Scarfe had been standing a little distance away staring at Wilf like a man standing at the side of a road watching his own automobile accident. “You’re babbling. Pitiful sight. You’ll be drooling next. I feel sorry for Clarence.” He swung away and with a display of icy resolve and a squared-off back headed around the pond again.
“Has Mrs. Telfer returned or is she still out?”
Scarfe kept going.
“She dropped in to see my father earlier this morning. Told him you weren’t in the hotel where you were supposed to be on Wednesday night. She was missing a half-bottle of sleeping pills.”
Scarfe’s shoulders flinched, he looked like a condemned man taking fire, but he refused to stop or turn around. He kept heading for the back of his house.
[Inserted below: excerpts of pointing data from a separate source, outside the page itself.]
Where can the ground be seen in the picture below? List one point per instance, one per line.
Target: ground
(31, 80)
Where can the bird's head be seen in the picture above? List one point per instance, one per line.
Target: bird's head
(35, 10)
Wilf stood up. “Your wife is very frightened.”
Scarfe kept on. He walked up the sloping lawn. He made it to a flagstone walkway. He was almost at the back door when he came to a stop. He stood there for what seemed a long time to Wilf. “My wife’s not home.” He turned and smiled a weak smile across the soaking garden. “Come on in the house, Wilf.”
Scarfe pushed open the door and disappeared inside.
Wilf stared at the open door. He tried to think of any other option he might have. He knew there were no other options. His body knew that for a fact. His soul knew it absolutely. He began to walk through the garden toward the house.
The back room was full of winter boots and coats and snow shovels and assorted garden tools. A flight of wooden steps led up to another door that had been left half open too.
Wilf pulled off his galoshes, took his time lining them up beside Scarfe’s muddy pair of boots and began to climb the stairs. He entered a narrow hall. He stood there listening.
A thick yellow light was moving at the other end of the house, moving and rippling, as if the flood had crept up the hill and entered under Scarfe’s front door.
Wilf walked toward it and came to a stop at the entrance to a wider hall. Light was seeping in through a large fan of brandy-coloured glass over the heavy front door. He could remember that fan of glass, he could remember standing below it waiting for his father to appear or for Mrs. Telfer to reappear, watching the light creep over the walls, move in syrupy ripples across the parqueted floor.
“Wilf?”
Scarfe was standing behind him. “Please,” he said and disappeared from sight.
Please what, Wilf thought to himself. Please what?
Wilf retraced his steps. A short side hall led off toward an open door. He eased himself down a step and into a panelled room.